The Florida laws deal solely with check-cashing facilities. They are an important though partial step. Insurers and states also should develop comprehensive wide-ranging solutions that deal with all aspects of costly premium schemes.
Louisiana recently enacted law expands the definition of insurance fraud to target cheaters who impersonate insurer reps to steer crash victims to shady providers for bogus injury treatment.
This recommendation responds to a growing problem: Definitions of insurance fraud usually are broad and encompass myriad activities tied to an insurance policy or claim. Still, there are gaps in what can constitute insurance fraud.
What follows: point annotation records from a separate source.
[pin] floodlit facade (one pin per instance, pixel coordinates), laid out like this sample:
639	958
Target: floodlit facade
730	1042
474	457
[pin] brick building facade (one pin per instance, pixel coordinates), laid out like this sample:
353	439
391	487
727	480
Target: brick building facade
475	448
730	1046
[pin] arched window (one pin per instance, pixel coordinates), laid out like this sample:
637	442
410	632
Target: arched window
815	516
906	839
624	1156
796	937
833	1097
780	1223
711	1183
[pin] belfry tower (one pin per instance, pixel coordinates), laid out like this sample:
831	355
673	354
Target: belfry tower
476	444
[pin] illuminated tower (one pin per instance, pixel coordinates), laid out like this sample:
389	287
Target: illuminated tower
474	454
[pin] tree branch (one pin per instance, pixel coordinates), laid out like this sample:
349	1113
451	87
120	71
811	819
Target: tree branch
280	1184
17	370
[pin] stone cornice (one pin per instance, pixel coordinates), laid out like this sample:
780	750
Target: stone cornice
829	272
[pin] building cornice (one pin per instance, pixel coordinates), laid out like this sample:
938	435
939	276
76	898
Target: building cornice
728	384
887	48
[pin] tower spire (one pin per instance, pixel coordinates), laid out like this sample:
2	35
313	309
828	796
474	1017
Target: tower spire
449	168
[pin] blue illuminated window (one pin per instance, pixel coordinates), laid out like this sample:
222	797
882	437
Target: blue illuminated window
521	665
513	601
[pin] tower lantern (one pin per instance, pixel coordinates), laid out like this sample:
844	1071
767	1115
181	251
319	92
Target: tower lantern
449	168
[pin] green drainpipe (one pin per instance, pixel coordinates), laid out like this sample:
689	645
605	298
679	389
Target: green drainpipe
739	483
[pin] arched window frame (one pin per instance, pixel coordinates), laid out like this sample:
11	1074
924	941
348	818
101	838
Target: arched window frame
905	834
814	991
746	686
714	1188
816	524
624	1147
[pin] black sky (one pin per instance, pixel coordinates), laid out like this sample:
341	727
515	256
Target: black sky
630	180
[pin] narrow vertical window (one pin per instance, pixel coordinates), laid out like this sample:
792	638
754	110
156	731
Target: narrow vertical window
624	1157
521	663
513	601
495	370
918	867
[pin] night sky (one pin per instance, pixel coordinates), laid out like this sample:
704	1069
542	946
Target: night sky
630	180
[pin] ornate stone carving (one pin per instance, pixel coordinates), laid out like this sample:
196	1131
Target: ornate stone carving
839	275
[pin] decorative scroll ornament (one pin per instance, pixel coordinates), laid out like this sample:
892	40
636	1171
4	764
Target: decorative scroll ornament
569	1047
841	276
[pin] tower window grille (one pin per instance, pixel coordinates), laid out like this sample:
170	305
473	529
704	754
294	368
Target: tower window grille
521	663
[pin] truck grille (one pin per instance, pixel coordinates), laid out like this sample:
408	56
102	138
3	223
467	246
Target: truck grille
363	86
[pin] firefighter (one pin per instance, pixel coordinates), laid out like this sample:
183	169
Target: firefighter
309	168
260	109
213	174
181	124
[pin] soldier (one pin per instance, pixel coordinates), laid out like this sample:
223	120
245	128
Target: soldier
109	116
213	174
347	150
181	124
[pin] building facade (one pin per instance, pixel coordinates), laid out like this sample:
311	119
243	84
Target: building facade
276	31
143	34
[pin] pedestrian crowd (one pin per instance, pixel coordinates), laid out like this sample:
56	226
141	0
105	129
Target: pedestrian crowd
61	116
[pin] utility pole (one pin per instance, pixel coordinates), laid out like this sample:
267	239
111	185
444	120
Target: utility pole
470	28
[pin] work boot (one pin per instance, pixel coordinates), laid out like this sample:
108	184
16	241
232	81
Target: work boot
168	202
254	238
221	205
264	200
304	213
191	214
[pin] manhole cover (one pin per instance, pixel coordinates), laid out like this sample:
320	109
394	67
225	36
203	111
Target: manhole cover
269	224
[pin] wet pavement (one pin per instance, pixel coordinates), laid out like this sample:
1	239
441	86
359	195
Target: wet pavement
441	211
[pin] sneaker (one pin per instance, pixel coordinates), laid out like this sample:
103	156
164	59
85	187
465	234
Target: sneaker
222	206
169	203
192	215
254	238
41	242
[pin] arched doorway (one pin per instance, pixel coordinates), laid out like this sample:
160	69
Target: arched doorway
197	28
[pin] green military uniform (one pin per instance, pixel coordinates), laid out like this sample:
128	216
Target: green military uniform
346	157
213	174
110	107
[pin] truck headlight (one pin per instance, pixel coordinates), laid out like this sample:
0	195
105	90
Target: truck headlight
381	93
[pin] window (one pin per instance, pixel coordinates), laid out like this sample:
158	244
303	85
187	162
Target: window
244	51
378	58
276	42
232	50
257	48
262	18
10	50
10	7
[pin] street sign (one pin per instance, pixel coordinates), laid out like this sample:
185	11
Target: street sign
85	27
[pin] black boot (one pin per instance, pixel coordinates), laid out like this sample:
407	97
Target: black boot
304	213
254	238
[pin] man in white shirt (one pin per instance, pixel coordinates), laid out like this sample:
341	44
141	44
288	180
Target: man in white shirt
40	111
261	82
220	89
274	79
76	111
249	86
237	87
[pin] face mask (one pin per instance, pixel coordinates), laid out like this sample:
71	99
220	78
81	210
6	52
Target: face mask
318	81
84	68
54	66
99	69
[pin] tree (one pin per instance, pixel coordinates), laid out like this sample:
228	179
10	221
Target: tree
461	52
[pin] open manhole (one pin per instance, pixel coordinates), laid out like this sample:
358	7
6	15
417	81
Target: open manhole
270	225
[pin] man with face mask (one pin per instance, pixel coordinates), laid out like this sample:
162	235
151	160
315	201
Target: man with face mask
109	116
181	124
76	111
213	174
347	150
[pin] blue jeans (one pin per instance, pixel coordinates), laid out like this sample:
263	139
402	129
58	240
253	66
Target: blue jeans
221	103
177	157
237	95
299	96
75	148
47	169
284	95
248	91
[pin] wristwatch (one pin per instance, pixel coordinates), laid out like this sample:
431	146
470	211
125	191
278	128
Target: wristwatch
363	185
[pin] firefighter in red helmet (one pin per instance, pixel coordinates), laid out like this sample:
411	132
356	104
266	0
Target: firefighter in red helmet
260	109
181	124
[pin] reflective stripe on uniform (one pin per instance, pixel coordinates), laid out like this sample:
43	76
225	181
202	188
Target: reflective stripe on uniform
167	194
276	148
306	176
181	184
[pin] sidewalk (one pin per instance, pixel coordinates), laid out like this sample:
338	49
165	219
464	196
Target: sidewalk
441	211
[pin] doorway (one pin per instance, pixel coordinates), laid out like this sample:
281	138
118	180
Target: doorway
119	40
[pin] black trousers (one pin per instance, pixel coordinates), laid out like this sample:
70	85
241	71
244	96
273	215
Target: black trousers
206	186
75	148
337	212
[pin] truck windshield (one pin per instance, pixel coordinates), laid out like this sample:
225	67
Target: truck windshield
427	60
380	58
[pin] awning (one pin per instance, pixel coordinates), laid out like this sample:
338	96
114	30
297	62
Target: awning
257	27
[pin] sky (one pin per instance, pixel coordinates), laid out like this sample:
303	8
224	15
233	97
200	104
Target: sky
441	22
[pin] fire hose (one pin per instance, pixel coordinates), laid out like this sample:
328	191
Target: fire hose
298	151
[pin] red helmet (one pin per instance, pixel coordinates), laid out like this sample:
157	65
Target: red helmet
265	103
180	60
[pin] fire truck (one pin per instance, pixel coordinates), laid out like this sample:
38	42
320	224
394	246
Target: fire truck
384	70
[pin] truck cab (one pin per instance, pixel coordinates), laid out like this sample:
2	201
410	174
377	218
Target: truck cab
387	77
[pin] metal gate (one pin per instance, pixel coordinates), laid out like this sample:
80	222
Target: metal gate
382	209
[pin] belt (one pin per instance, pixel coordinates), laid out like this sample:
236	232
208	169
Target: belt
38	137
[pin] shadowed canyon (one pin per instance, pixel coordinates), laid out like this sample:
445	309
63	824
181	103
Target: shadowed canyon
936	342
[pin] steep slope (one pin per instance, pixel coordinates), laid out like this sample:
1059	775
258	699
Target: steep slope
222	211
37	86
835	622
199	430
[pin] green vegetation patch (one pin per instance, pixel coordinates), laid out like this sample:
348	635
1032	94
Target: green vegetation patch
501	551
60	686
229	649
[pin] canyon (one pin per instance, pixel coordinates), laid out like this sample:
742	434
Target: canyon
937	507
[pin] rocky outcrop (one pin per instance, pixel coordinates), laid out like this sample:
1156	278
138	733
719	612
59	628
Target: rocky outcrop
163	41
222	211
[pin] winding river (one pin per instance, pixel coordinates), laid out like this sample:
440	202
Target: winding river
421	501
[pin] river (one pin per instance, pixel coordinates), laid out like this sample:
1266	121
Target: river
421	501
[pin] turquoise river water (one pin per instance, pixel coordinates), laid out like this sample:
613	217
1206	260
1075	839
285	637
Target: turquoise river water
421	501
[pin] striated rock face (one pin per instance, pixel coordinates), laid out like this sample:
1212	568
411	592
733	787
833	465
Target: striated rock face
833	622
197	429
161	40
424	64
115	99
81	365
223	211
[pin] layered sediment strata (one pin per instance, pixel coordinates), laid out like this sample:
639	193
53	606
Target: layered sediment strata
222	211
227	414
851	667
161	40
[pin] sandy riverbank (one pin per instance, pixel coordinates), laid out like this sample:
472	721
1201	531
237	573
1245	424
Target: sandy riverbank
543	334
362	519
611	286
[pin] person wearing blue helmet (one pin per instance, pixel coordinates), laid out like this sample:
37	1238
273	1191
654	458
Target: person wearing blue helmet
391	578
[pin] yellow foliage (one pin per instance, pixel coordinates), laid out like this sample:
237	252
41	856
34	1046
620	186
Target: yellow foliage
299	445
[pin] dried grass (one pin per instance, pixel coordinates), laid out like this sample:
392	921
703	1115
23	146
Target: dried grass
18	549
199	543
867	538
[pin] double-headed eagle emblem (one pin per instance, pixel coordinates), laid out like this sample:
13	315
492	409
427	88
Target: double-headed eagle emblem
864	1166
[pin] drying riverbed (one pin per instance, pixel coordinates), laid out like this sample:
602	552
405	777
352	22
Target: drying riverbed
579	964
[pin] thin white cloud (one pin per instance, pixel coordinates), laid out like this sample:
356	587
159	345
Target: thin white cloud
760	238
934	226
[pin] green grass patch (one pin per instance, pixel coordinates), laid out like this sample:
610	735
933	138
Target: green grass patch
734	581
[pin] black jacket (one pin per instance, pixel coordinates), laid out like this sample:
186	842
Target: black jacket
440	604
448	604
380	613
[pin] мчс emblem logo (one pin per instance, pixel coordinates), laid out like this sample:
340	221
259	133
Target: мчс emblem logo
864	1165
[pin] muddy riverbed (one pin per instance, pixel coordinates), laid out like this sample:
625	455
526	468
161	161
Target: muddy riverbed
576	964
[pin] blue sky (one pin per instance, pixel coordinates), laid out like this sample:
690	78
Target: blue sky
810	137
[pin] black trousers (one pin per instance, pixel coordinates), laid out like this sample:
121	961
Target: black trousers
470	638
Members of fraud rings, for example, often pose as insurer employees or public adjusters. They steer auto crash victims or claimants to corrupt clinics for purported injury treatment. The treatment usually is inflated or worthless. Often it’s never even given but lavishly billed to auto insurers.
An impersonation is the scheme’s predicate act and should fall under a state’s broad insurance-fraud law. Right now that con isn’t generally recognized as a felony insurance fraud.
Last year Louisiana decided that impersonating insurance reps to steer claimants into cons should be treated the same as making phony claims. A new law imposes the same felony penalties as bogus claims. It works in tandem with state insurance-fraud laws, anti-runner laws or anti-solicitation measures. The Coalition recommends that anti-fraud advocates and policymakers consider pursuing this kind of law.